A nave destinada aos fiéis está dividida em duas partes, por uma parede não muito alta. Na parte inferior, a maior, além dos símbolos já referidos, logo à entrada, muito próxima da divisória há uma outra fonte térrea (tipo presa ou valado) onde os fiéis se poderiam abastecer de água incluindo a necessária para eventuais sacrifícios ou abluções. Na parte mais alta do recinto, a menor, e sobre o lado esquerdo, numa linha de observação N/S, deparamos com várias pedras de tipo paralelipípedo, de tamanho mais que médio que poderiam servir de mesa ou de ara… Acontece até que uma dessas pedras apresenta lateralmente várias recravas profundas destinadas certamente a chumbadoiros de argolas ou cadeias para prisão… Talvez de animais! Mas… nada de espantar! Estamos numa área de culto e os sacrifícios entre os lusitanos eram, por regra, parte da cerimónia religiosa. Mas podiam também servir para as pessoas estender o seu farnel e comer as suas merendas… Por que não? Nas festas sempre se comeu, bebeu e bailou!

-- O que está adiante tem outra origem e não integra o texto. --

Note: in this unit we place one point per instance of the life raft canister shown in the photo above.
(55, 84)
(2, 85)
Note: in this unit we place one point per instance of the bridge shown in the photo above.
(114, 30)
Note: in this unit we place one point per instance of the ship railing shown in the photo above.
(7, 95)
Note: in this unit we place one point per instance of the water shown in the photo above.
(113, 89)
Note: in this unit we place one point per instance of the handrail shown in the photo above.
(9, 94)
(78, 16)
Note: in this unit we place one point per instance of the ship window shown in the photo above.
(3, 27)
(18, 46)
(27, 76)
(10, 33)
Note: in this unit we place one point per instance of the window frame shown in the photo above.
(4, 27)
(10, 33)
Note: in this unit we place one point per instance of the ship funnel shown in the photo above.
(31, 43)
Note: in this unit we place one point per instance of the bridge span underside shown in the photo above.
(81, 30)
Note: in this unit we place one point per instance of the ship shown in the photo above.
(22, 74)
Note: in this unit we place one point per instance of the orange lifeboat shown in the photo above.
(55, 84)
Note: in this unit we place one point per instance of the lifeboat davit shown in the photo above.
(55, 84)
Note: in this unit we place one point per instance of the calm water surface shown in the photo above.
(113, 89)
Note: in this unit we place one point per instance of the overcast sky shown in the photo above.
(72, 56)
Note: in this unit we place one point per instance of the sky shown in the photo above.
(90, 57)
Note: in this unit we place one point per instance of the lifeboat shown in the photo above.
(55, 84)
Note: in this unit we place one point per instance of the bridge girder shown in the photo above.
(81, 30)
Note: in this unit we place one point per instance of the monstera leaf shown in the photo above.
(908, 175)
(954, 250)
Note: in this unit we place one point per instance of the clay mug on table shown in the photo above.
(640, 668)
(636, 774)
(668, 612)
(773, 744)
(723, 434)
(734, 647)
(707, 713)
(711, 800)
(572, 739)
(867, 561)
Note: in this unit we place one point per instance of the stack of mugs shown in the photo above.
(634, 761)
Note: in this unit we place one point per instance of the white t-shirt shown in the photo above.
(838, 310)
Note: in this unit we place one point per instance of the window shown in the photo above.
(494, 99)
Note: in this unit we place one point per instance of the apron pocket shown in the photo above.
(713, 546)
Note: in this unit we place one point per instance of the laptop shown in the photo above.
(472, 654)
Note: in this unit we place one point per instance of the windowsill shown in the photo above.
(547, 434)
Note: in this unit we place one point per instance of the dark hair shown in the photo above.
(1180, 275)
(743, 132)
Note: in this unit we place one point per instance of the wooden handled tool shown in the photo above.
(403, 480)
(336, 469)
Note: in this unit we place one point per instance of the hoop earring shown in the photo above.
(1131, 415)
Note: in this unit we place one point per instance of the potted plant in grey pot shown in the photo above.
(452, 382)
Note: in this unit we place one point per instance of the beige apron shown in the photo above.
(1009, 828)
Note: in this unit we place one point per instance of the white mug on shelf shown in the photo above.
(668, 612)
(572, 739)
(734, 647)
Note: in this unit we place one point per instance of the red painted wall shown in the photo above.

Não sei até que ponto é que a divisão do recinto em duas partes não possa querer dizer da separação, nos actos de culto, das mulheres e dos homens. Se assim fosse, como creio, e não só a nível do religioso, as mulheres ocupariam o espaço mais alto no terreno e os homens o espaço inferior. É esta uma regra já apurada em outras situações mercê das respectivas simbologias e sua localização no terreno. Não sei até se no local não existirão os tais símbolos feminino e masculino que confirmam esta regra.